Title: Inference using Network Structure: A comparison of statistical and machine learning perspectives

Abstract: Recent years have witnessed a surge in the amount of available structured data, typically modeled as a network capturing relationships (e.g. similarities, interactions) between different entities. In a typical data analysis setting, this network structure arises either “horizontally” across features, or “vertically” across observations. A large body of literature in statistics and machine learning has thus been devoted to finding ways of appropriately exploiting this type of structure for inference and/or prediction. Yet, the tools and the desired results differ substantially in these two disciplines – a phenomenon that we propose exploring in this talk as we ask: could some lessons be shared from statistics to machine learning (and vice versa)? To exemplify this observation, in the first part of the talk, we will consider a classical statistical take on the problem and use network structure as a regularizer. We will introduce a novel ℓ1 + ℓ2-penalty, which we refer to as the Generalized Elastic Net, for regression problems where the feature vectors are indexed by vertices of a given graph and the true signal is believed to be smooth with respect to the graph. Under the assumption of correlated Gaussian design, we will derive upper bounds for the prediction and estimation errors which are graph-dependent and consist of a parametric rate for the unpenalized portion of the regression vector and another term that depends on our network alignment assumption. In the second part of the talk, we will contrast this approach to more recent Machine Learning tools for prediction tasks on graphs. More specifically, we will focus on Graph Neural Networks (GNNs)— a generalization of the Deep Neural Network machinery to the graph setting.
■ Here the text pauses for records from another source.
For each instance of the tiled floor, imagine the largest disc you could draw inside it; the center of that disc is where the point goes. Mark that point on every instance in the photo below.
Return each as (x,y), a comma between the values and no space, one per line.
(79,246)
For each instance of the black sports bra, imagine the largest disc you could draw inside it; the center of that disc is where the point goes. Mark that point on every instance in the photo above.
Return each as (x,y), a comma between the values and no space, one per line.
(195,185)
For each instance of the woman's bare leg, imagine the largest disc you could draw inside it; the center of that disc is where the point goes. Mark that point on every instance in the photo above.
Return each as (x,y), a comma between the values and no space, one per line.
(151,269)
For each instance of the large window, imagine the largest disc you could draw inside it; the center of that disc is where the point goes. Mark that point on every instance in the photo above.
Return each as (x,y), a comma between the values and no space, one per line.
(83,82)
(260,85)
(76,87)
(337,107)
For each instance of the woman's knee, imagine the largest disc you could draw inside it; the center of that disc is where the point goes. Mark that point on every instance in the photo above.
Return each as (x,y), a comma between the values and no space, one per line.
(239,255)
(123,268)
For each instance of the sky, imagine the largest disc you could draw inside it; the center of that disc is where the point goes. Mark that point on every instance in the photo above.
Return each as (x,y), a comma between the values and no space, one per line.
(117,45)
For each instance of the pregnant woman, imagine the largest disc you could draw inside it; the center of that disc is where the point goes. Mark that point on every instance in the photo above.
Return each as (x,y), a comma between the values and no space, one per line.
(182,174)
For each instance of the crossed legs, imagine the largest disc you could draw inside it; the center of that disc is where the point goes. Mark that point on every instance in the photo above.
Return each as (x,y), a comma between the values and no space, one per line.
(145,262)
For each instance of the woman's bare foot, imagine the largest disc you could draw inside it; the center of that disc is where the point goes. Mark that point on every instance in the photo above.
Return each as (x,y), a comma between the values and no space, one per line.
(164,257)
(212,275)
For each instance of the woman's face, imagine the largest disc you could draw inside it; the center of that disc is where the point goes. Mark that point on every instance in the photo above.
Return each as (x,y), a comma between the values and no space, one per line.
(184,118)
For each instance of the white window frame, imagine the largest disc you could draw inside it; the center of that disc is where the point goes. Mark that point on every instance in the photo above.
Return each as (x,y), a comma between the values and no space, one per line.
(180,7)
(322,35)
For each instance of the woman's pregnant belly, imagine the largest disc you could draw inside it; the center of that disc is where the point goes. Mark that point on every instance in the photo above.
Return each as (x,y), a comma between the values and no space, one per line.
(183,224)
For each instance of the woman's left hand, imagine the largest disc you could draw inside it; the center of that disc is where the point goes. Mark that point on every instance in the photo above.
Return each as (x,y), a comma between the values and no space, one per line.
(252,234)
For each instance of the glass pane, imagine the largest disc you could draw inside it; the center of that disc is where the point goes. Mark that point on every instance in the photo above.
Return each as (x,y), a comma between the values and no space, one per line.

Despite the multiplication of the use of GNNs across tasks and applications, the inner workings and impact of the different design choices of this class of algorithms remain ill-understood. Using similarities of GNNs with well-established statistical methods, I will describe some recent work that attempts to understand the effect of the convolution operator used to aggregate information over entire neighborhoods on the geometry of the GNN embedding space.